Partisan divide clear in nominally nonpartisan judicial race
JACKSON, Miss. (AP) — A clear partisan split has developed in a race to fill a central district seat on the Mississippi Supreme Court.
Justice Jim Kitchens and his challenger, Court of Appeals Judge Kenny Griffis, are running without party labels, as required by law. However, prominent Democrats are backing Kitchens, while big-name Republicans are supporting Griffis.
Kitchens, 73, of Crystal Springs, is a former district attorney for Copiah, Lincoln, Pike and Walthall counties and worked several years in private practice. In 2008, he unseated Justice Jim Smith of Brandon to join the nine-member Supreme Court.
Griffis, 55, of Ridgeland, has been on the 10-member Court of Appeals since 2002.
The election is Nov. 8.
The central district encompasses 22 counties: Bolivar, Claiborne, Copiah, Hinds, Holmes, Humphreys, Issaquena, Jefferson, Kemper, Lauderdale, Leake, Madison, Neshoba, Newton, Noxubee, Rankin, Scott, Sharkey, Sunflower, Warren, Washington and Yazoo.
___
Campaign finance reports show Kitchens has raised nearly $467,000 this year, while Griffis has raised nearly $400,000.
Among the attorneys contributing to Kitchens’ campaign is John Morgan of Orlando, Florida, who gave $5,000. He’s a founder of Morgan & Morgan, a firm with more than 300 attorneys and a frequent rotation of its own television ads with the slogan “for the people.”
Griffis’ contributions include thousands of dollars from political action committees for auto dealers, bankers, hospitals and poultry processors.
The business-supported Improve Mississippi Political Action Committee has raised more than $253,000 and is spending some of it on ads supporting Griffis.
___
Attorneys and Democratic former statewide elected officials are among the donors to Kitchens’ campaign.
Former Mississippi Gov. Ronnie Musgrove and former Attorney General Mike Moore gave $1,000 each to Kitchens. They are both attorneys in private practice. Former Secretary of State Dick Molpus gave $1,500. He runs a Mississippi-based timber business with holdings in several states. Musgrove, Moore and Molpus all served as Democrats.
The Mississippi Republican Party has endorsed Griffis, and Gov. Phil Bryant is among those who have spoken on his behalf, and Bryant’s campaign fund has given $1,000 to Griffis.
Republican former Gov. Haley Barbour, who has returned to lobbying since leaving office in 2012, gave $1,000 to the Griffis campaign.
___
One of the highest-profile cases Kitchens handled before becoming a judge was as a court-appointed defense attorney for white supremacist Byron De La Beckwith, who was convicted of murder 1994 for the 1963 slaying of Mississippi NAACP leader Medgar Evers in Jackson.
Kitchens said during a press forum this month in Jackson that Circuit Judge Breland Hilburn asked him and Merrida Coxwell to defend Beckwith.
“I was for everything Byron de la Beckwith was against, and against everything he was for,” Kitchens said. But, he said he took the case because he had been taught that a lawyer who’s asked to represent a criminal defendant has an ethical obligation to do so unless there’s a genuine conflict.
“If the most despicable human being that we know can’t get a good defense, can’t get a lawyer who works hard for him or her, who does his or her best for that despicable person, then I can’t expect that one of my children gets falsely accused of a crime, that that child would get a fair shake, either,” Kitchens said.
Speaking of the legal system, he said: “It’s got to work for everybody, or it doesn’t work for anybody.”
Beckwith died in prison in 2001.
___
Griffis was in private law practice in Meridian and Ridgeland before being elected to the Court of Appeals 14 years ago. He is one of the longest-serving members of the appeals court and the Supreme Court, combined.

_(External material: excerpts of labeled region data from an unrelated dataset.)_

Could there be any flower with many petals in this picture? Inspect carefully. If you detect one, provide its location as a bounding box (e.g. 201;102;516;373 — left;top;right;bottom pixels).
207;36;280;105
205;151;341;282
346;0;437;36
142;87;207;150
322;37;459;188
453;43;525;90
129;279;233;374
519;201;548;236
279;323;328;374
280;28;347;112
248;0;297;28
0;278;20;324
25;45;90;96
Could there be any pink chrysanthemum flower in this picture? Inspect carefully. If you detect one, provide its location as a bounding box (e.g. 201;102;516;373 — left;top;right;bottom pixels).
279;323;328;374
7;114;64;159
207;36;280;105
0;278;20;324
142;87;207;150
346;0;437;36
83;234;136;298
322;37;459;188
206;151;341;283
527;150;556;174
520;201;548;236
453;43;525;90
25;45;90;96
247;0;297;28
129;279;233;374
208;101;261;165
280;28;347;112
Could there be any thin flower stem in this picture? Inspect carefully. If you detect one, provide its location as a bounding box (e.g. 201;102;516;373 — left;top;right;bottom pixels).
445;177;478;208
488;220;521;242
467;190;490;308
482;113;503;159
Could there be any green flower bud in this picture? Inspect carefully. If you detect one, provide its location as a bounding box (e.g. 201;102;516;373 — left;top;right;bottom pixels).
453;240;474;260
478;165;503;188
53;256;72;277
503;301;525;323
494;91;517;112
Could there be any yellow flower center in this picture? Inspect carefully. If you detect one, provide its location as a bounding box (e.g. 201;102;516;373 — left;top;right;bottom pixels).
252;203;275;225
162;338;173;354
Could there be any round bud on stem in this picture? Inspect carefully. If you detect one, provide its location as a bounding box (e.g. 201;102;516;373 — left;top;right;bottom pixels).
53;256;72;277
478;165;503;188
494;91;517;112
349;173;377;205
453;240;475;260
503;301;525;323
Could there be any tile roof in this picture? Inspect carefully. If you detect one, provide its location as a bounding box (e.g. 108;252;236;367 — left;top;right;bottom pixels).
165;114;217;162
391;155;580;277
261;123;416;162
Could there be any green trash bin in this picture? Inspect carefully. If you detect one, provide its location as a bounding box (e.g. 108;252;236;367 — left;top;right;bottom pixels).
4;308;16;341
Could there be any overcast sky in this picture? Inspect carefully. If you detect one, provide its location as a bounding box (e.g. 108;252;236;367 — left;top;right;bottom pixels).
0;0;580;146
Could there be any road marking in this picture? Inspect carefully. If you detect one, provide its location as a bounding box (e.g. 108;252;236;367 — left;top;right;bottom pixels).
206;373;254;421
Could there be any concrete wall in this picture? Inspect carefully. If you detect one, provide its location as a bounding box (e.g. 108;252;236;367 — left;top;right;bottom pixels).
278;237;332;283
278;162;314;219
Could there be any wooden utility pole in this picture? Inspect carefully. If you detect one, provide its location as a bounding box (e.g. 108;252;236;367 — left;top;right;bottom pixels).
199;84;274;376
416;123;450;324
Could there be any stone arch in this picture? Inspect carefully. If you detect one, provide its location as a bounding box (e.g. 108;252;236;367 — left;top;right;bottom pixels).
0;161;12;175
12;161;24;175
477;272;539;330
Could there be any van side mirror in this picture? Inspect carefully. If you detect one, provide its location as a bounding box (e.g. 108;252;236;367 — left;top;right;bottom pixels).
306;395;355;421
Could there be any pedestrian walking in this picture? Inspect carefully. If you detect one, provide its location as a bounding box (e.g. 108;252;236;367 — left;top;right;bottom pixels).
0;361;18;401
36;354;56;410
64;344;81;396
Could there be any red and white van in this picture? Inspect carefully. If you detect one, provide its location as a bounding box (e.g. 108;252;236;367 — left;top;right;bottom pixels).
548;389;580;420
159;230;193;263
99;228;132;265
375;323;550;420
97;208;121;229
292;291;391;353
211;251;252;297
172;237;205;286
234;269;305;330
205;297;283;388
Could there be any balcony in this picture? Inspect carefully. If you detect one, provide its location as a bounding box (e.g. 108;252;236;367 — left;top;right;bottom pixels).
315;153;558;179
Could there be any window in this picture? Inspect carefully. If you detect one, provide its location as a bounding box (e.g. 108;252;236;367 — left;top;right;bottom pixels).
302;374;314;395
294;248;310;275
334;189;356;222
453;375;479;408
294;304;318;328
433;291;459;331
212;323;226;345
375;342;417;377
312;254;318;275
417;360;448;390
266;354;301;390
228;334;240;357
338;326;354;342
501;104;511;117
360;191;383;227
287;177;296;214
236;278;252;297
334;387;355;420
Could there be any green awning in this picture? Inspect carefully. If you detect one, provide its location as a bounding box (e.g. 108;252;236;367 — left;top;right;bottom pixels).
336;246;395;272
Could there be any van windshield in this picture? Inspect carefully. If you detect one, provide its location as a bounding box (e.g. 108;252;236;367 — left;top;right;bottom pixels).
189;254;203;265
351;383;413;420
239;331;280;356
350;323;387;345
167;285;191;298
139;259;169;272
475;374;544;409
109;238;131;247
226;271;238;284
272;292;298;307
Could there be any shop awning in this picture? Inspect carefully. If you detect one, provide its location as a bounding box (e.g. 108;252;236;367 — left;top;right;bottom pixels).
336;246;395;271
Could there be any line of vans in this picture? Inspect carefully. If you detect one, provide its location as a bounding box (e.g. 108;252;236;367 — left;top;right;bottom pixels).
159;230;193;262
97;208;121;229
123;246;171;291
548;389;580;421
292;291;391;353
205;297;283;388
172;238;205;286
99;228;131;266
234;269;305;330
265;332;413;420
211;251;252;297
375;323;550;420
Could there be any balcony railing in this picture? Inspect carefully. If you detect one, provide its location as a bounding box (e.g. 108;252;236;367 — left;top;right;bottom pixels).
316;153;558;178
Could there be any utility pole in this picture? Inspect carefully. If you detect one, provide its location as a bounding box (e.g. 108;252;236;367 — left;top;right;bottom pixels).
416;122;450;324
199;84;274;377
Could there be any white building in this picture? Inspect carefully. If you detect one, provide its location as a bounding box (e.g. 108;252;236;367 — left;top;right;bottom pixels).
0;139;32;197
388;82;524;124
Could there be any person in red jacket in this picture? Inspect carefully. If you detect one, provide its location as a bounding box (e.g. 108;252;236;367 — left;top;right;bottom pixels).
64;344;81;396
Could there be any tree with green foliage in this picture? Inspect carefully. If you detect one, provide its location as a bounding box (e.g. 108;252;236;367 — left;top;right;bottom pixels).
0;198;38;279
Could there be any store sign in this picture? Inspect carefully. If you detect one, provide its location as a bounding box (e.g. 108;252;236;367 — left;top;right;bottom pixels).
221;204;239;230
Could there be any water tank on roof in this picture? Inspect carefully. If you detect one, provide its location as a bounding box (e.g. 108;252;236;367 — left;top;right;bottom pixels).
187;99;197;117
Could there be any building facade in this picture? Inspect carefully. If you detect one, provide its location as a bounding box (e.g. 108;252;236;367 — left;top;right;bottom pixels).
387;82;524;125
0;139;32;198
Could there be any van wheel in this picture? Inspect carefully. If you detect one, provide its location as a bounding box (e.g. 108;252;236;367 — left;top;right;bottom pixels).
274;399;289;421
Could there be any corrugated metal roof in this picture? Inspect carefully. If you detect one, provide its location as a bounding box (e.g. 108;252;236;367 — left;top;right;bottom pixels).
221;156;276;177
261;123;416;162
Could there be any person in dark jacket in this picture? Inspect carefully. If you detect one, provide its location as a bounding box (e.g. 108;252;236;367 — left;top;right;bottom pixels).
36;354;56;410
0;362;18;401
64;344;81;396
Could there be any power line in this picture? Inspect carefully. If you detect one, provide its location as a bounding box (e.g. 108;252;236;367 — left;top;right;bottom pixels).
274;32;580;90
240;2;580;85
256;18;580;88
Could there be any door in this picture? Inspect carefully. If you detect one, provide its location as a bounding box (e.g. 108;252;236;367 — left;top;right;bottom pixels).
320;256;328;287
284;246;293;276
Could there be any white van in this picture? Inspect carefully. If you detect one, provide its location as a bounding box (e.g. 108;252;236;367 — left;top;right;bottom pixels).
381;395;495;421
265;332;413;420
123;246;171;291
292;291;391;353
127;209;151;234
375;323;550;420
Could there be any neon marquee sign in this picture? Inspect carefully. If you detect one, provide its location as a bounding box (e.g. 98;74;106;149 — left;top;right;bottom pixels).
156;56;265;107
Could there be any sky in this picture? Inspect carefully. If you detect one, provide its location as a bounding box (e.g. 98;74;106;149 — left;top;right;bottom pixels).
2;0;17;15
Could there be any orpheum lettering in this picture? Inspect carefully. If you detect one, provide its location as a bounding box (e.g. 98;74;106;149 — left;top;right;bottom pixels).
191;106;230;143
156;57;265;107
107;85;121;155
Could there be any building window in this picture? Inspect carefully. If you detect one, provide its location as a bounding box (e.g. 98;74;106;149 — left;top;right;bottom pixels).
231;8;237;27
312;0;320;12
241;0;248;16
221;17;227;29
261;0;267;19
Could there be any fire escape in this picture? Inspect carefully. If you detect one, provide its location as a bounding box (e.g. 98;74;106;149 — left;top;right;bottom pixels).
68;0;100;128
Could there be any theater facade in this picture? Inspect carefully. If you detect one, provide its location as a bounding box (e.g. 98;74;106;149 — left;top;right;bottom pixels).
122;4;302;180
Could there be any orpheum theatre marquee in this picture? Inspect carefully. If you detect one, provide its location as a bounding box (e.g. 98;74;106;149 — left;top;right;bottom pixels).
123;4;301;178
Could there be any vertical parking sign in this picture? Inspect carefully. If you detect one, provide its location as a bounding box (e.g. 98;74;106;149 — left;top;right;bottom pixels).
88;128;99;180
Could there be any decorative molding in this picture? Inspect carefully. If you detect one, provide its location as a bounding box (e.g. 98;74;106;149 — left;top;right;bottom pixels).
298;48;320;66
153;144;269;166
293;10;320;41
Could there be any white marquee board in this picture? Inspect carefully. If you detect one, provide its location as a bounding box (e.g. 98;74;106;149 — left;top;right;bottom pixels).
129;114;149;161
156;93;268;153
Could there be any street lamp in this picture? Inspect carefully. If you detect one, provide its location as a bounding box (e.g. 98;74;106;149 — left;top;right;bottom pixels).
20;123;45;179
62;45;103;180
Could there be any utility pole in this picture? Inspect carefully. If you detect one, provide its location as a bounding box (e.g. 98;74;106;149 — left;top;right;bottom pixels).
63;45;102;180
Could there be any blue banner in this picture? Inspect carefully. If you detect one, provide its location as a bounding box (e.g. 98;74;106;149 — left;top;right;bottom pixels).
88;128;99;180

During the press forum Oct. 6, Griffis said he wants to push for accountability, integrity, transparency, consistency and innovation in Mississippi’s court system. He said the Supreme Court should request laws that would require faster and more detailed disclosure about donations to judicial campaigns.
“We’ve got to decide what to do about our state’s reliable and timely functioning of our criminal justice system,” Griffis said. “We need more than words. We need action. Because this is integrity in our criminal justice system.”

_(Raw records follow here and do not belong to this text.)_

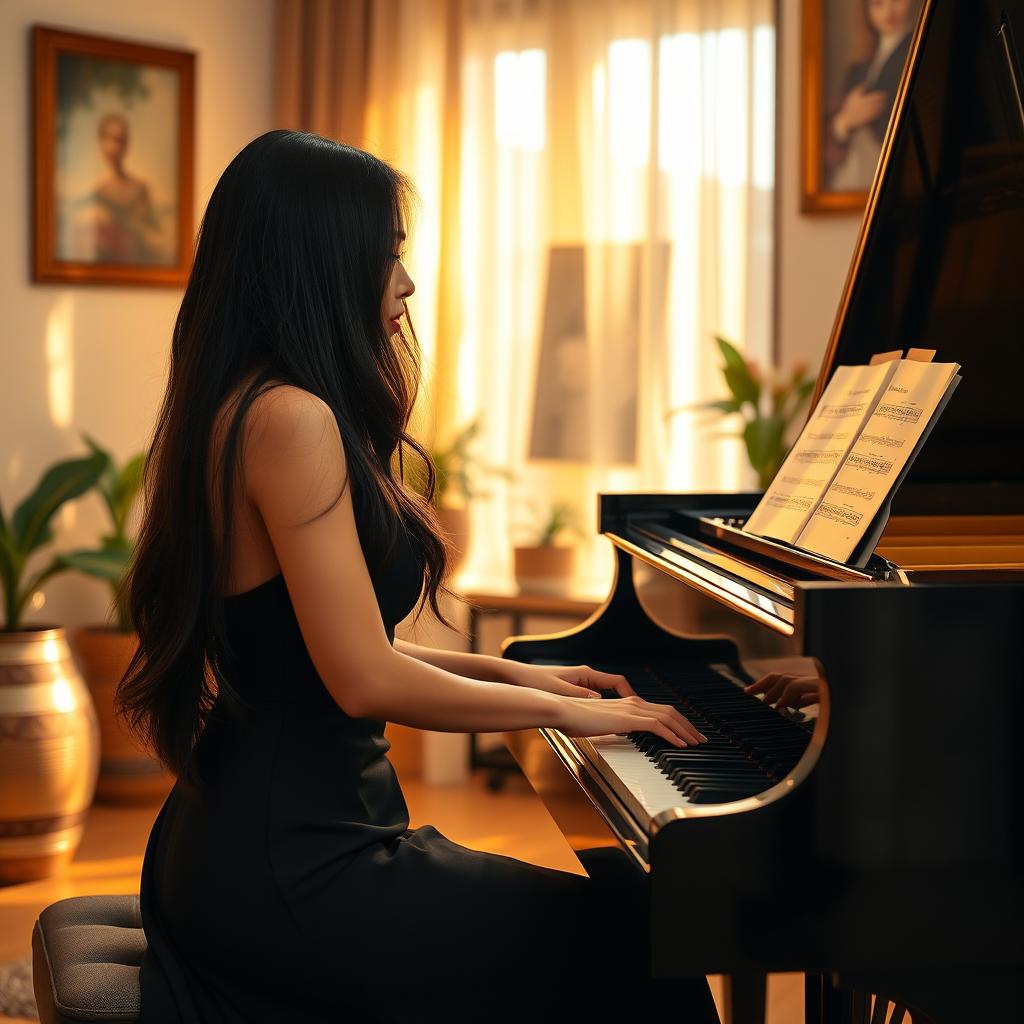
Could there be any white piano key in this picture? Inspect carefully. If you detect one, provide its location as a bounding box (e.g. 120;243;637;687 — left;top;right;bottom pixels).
590;734;691;817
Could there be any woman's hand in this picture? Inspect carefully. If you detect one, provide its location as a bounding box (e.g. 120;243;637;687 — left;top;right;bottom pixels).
744;672;821;710
833;83;889;142
503;662;636;697
556;696;708;746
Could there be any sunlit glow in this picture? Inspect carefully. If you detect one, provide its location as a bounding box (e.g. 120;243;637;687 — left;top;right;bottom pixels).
452;18;775;583
46;292;75;427
608;39;651;167
751;25;775;191
50;679;77;712
495;49;548;153
657;32;701;176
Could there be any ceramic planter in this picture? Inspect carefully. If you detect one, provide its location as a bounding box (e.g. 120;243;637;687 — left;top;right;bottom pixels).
71;626;174;804
0;626;99;884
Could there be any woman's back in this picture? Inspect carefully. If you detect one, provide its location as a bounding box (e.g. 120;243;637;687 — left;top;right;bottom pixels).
141;380;422;1021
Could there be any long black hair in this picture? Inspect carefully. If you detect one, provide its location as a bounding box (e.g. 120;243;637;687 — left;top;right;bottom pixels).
117;130;451;784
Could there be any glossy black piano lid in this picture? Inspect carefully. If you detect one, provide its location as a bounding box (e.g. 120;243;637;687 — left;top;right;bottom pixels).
819;0;1024;513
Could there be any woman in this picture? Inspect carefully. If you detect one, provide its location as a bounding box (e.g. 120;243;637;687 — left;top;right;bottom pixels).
824;0;918;191
119;131;717;1024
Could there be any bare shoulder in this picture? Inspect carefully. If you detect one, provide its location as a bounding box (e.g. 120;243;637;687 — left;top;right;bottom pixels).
244;384;347;525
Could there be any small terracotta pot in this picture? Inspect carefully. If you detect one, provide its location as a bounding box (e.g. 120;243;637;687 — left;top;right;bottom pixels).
0;626;99;885
435;505;469;572
71;626;174;804
513;544;575;595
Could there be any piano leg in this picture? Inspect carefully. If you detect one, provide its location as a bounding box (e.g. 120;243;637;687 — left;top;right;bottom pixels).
722;974;768;1024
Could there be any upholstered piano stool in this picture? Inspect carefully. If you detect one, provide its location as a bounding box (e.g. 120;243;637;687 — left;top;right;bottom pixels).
32;895;145;1024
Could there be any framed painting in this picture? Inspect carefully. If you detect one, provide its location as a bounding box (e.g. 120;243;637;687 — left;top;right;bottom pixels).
32;25;196;287
801;0;922;213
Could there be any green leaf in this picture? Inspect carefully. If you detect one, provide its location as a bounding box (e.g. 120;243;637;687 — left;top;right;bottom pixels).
743;416;785;477
111;452;145;531
14;453;109;554
702;398;743;414
56;546;131;582
722;362;761;406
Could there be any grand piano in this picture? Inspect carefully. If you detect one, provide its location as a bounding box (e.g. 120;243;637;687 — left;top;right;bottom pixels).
503;0;1024;1024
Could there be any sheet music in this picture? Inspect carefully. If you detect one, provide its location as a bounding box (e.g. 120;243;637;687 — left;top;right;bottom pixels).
743;360;899;544
796;359;959;562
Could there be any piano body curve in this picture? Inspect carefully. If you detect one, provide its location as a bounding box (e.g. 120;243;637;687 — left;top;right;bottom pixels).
503;0;1024;1024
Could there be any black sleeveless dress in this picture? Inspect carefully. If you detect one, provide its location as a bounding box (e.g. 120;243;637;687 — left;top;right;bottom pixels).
139;520;718;1024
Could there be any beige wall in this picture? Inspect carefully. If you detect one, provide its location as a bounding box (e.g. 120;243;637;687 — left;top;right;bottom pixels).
776;0;860;369
0;0;273;626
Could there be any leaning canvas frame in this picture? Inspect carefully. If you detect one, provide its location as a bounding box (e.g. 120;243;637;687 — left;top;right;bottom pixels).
31;25;196;287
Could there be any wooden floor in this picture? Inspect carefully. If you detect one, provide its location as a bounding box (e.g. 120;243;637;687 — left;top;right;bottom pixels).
0;773;804;1024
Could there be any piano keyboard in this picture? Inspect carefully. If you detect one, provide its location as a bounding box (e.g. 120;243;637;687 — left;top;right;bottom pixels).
552;663;811;817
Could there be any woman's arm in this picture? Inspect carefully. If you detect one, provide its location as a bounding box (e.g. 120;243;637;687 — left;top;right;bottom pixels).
243;386;699;743
394;638;514;683
394;639;636;697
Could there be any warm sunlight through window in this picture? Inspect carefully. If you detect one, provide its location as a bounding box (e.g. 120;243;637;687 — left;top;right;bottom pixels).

He also said the Supreme Court should be an “innovator” by bringing together lawyers, law enforcement agents, prosecutors, defense attorneys, Department of Corrections officials, victims’ advocates and others to discuss how to work within limited resources to improve the court system and to make other changes such as simplifying the filing of police reports and retention of evidence.
“There’s a lot of work, and we need a new generation of judges who will lead this effort to the 21st Century,” Griffis said.